“I signed a Restraint of Trade. Now I want to quit my job. Is the restraint of trade legal?” This question is regularly asked by employees – generally around the time that the employee decides to look for other employment. Sometimes the question is only asked after the employee has taken up a position at another company – often the competitor. And then they get a fright when suddenly faced with legal action based on a restraint they had forgotten that they had even signed.
The general rule of thumb is: Restraint of Trade Agreements are indeed valid. Unless a court determines otherwise. A court will declare a restraint of trade to be invalid if it finds the restraint to be against public policy, which renders the document unreasonable and unenforceable.

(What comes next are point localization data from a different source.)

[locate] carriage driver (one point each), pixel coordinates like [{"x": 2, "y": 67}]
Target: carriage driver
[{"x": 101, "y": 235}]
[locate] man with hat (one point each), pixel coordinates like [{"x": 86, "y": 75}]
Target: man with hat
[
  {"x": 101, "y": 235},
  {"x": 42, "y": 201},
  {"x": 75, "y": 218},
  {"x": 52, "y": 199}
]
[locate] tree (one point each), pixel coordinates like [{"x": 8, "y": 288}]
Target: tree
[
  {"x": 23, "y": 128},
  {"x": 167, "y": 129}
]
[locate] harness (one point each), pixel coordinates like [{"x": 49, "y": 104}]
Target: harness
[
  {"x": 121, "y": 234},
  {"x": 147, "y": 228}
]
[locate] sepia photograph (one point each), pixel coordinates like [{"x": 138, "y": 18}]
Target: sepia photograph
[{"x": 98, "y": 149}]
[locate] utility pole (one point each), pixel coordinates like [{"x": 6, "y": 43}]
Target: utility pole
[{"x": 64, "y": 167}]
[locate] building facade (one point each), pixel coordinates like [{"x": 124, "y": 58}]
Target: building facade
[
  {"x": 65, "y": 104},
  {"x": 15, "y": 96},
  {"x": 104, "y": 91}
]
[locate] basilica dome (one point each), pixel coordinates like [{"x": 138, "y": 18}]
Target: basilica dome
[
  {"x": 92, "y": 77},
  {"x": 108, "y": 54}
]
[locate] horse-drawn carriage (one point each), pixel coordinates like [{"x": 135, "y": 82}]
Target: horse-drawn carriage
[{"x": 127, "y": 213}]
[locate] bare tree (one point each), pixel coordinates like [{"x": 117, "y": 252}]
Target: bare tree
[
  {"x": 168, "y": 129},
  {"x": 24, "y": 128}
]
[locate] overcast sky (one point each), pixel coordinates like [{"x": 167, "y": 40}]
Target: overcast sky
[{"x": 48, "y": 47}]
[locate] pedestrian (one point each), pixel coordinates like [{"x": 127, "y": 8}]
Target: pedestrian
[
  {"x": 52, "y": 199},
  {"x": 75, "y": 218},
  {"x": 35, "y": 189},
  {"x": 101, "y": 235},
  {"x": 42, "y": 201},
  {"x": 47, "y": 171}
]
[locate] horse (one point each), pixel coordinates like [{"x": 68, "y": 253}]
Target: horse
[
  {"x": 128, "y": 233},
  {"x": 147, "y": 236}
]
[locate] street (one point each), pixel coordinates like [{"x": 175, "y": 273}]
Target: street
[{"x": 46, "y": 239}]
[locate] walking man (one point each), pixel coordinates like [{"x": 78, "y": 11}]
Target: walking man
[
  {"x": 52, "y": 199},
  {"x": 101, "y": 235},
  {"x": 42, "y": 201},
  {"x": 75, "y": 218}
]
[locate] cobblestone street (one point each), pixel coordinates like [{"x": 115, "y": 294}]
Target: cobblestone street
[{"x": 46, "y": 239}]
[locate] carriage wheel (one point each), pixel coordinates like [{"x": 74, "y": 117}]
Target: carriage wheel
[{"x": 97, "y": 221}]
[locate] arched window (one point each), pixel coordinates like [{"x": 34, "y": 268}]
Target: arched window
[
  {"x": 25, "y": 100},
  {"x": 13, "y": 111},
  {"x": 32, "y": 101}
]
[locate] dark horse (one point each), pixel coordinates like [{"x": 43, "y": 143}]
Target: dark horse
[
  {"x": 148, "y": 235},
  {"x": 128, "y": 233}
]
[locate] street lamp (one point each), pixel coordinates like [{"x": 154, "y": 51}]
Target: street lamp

The obligation of proving that the restraint is against public policy and unreasonable falls on the (ex-)employee.
The South African Appellate Division (as it was then known) set out a test to determine the reasonableness of a restraint in the 1993 case of Basson v Chilwan. The questions to be asked are:
- Does the employer have an interest that is worthy of protection after the termination of employment?
- If so, does the employee threaten that interest?
- Does the employer’s interest outweigh the employee’s interest (the employee’s interest being the right to be economically active and productive)?
- Is there any aspect of public policy, having nothing to do with the relationship between the parties, that requires the restraint to be maintained or rejected?
Only if the employee’s interests outweigh those of the employer’s would the restraint be regarded as unreasonable and unenforceable.
The next question, of course, is “what is an interest that is worthy of protection?” Proprietary interests that the court considers worthy of protection include:
- Confidential information: this is company information that is not in the public domain, is capable of application in the industry, is not generally known by people, and has economic value to the employer.
- Trade connections: being the employer’s relationships with customers, prospective customers and suppliers. In particular, the court will consider whether the employee has built up a relationship with the customer / supplier of a nature that, when s/he leaves the company, s/he is able to influence the customer / supplier to follow them to their new employment.
A reasonable restraint of trade is one that is drafted to protect the employer’s protectable proprietary interests. The restraint cannot be more stringent than is necessary to protect these proprietary interests. And it will only be enforced if the court believes that the confidential knowledge gained is sufficiently important, or the relationship that the employee has built up with trade connections is sufficiently strong to cause damage to the employer.
So, employers, the message is clear: be reasonable in drafting your Restraints of Trade.
Please note that this information is supplied for general information and does not constitute legal advice. It is advisable for you to contact a legal practitioner for guidance in respect of your unique requirements.